The evaluation with anti-OXPHOS aimed to understand the oxidative phosphorylation in the mitochondria of several cells of the organism, including tumor cells [
34], therefore, the use of the immunofluorescence technique associated with the use of anti-OXPHOS was a way to verify the viability of 4T1 tumor cells in the time point evaluated. The results demonstrated the uptake of anti-OXPHOS in the regions of low expression of CD206 and TSPO in two weeks, suggesting that there is no false-negative labeling of mitochondria by the TSPO antibody, which corresponds to the presence of the translocator protein of 18 kDa in tumor-associated macrophages, and makes it possible to maintain the interpretation that pro-inflammatory cells are the cells with greatest infiltration in tumors of larger volumes.

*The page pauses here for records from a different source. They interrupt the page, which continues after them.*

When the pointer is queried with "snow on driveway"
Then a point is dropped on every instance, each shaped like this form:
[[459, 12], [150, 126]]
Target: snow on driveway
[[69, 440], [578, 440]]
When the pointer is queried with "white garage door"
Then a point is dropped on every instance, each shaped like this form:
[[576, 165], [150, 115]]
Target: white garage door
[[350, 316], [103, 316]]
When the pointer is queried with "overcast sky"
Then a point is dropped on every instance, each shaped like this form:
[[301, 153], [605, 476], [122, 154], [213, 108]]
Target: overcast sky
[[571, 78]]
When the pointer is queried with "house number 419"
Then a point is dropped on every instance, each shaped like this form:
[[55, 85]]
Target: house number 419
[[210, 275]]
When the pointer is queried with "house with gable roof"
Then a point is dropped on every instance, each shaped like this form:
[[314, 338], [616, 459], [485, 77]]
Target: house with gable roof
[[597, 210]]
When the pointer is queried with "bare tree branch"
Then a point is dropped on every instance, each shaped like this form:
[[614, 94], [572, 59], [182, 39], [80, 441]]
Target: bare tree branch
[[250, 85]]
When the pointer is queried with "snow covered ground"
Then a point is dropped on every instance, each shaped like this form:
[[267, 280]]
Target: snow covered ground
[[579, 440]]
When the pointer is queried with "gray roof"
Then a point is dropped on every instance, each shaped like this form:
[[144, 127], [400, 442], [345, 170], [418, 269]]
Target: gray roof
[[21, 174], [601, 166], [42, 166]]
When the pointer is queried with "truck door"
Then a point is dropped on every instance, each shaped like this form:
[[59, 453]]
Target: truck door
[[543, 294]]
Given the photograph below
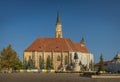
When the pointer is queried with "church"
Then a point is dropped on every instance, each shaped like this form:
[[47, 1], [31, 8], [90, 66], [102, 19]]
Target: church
[[57, 52]]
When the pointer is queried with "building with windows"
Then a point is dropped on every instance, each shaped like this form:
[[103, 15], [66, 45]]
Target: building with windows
[[57, 52]]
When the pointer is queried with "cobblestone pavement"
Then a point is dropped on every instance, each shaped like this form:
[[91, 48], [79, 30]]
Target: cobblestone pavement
[[49, 77]]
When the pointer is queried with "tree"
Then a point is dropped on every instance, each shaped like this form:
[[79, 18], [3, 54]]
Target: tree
[[101, 64], [9, 59]]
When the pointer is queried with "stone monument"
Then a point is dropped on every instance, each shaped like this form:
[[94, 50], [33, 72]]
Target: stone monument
[[76, 66]]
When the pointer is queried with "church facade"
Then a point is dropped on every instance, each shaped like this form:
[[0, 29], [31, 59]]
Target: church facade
[[57, 52]]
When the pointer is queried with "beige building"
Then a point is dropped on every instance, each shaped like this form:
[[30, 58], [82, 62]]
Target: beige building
[[59, 50]]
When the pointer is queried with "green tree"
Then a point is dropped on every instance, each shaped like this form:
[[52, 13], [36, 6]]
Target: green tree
[[9, 59], [101, 64]]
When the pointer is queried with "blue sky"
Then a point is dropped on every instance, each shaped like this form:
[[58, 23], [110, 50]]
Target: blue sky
[[98, 21]]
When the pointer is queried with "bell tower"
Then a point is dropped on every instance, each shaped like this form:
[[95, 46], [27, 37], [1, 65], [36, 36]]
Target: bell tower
[[58, 33]]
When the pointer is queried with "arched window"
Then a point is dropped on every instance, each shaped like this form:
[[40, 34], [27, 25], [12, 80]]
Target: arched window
[[58, 58]]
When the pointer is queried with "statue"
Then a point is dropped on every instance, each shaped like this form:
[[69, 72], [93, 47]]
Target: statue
[[76, 66]]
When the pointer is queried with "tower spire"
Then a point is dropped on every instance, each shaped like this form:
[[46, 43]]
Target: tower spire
[[82, 42], [58, 33], [58, 17]]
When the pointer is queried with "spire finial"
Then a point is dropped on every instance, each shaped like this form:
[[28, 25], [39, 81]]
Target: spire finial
[[82, 42], [58, 17]]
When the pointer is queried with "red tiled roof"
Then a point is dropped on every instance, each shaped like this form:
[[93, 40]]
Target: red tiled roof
[[81, 48], [51, 44], [55, 44]]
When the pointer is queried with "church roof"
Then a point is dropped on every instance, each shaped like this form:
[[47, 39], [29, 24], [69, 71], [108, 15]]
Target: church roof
[[80, 48], [55, 44], [51, 44]]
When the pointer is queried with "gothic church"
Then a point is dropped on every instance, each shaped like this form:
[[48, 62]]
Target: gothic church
[[58, 51]]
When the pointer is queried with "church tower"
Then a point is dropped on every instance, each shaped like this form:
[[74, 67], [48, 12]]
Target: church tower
[[82, 42], [58, 33]]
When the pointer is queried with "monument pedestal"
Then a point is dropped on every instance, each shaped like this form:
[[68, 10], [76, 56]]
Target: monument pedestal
[[76, 67]]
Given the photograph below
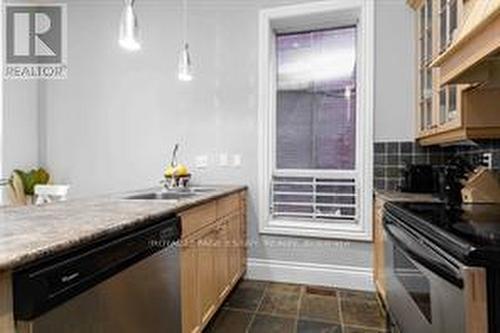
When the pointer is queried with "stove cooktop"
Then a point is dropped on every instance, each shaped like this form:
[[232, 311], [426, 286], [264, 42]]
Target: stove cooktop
[[470, 232]]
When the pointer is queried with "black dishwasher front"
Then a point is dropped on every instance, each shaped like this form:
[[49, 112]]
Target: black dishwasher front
[[105, 285]]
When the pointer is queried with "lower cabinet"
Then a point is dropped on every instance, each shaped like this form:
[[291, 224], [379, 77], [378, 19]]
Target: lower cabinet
[[378, 249], [213, 259]]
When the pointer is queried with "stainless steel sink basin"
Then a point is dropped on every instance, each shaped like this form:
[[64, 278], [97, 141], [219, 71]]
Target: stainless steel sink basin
[[202, 189], [161, 196]]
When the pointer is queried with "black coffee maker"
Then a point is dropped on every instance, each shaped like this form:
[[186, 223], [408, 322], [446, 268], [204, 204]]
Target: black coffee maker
[[451, 176]]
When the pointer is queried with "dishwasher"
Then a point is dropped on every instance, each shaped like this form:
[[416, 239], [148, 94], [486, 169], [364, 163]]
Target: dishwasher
[[129, 283]]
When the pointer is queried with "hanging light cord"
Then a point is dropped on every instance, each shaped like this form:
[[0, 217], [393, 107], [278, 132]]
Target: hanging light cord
[[184, 20]]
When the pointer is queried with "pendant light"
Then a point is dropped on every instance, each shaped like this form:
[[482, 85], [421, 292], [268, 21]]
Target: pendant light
[[129, 38], [185, 71]]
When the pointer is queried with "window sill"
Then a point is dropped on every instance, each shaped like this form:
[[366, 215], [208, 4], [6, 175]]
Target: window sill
[[339, 232]]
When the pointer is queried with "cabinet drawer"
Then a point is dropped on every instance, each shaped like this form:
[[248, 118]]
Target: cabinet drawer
[[196, 218], [227, 205]]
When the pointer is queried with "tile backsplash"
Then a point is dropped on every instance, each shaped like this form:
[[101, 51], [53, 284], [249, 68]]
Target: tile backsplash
[[390, 158]]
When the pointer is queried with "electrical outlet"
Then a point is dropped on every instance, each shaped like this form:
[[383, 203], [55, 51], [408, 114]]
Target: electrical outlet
[[223, 160], [488, 160], [201, 161]]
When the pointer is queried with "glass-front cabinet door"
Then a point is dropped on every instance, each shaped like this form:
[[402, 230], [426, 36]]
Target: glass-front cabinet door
[[438, 107], [449, 96], [426, 75]]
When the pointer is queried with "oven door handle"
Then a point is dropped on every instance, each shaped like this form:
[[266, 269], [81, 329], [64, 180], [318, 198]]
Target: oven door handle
[[424, 255]]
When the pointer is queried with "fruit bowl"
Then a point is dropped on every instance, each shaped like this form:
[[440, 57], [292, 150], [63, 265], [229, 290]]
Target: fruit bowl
[[177, 181]]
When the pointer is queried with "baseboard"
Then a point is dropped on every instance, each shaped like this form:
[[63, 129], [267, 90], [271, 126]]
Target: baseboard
[[338, 276]]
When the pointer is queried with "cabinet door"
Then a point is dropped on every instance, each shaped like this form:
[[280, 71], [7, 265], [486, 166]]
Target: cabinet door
[[426, 76], [207, 279], [189, 287], [235, 247], [243, 233], [221, 259], [378, 245], [449, 100]]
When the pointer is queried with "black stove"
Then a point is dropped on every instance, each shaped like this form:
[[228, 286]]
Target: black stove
[[471, 233]]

The limitations of this study include that only the minority of animals were evaluated by the two radiotracers at the three time-points, impeding a repeated measures analysis an also the impossibility of quantifying cell staining in tumor tissues due to technical issues. The absence of these data made it impossible to quantitatively corroborate the findings with PET results. There was also heterogeneity in tumor volumes at 1 and 2 weeks, related to the individual growth of each tumor, which could interfere with the TAM based on the tumor size.
The [11C](R)-PK11195 PET is primarily used for the detection of activated microglia in neuroinflammation, with secondary use for the investigation of other inflammatory conditions. In this context, the present work brings a new and important contribution to understanding of the dynamics of tracer uptake by tumor-associated macrophages and the relationship with tumor development in an experimental model of mammary cancer.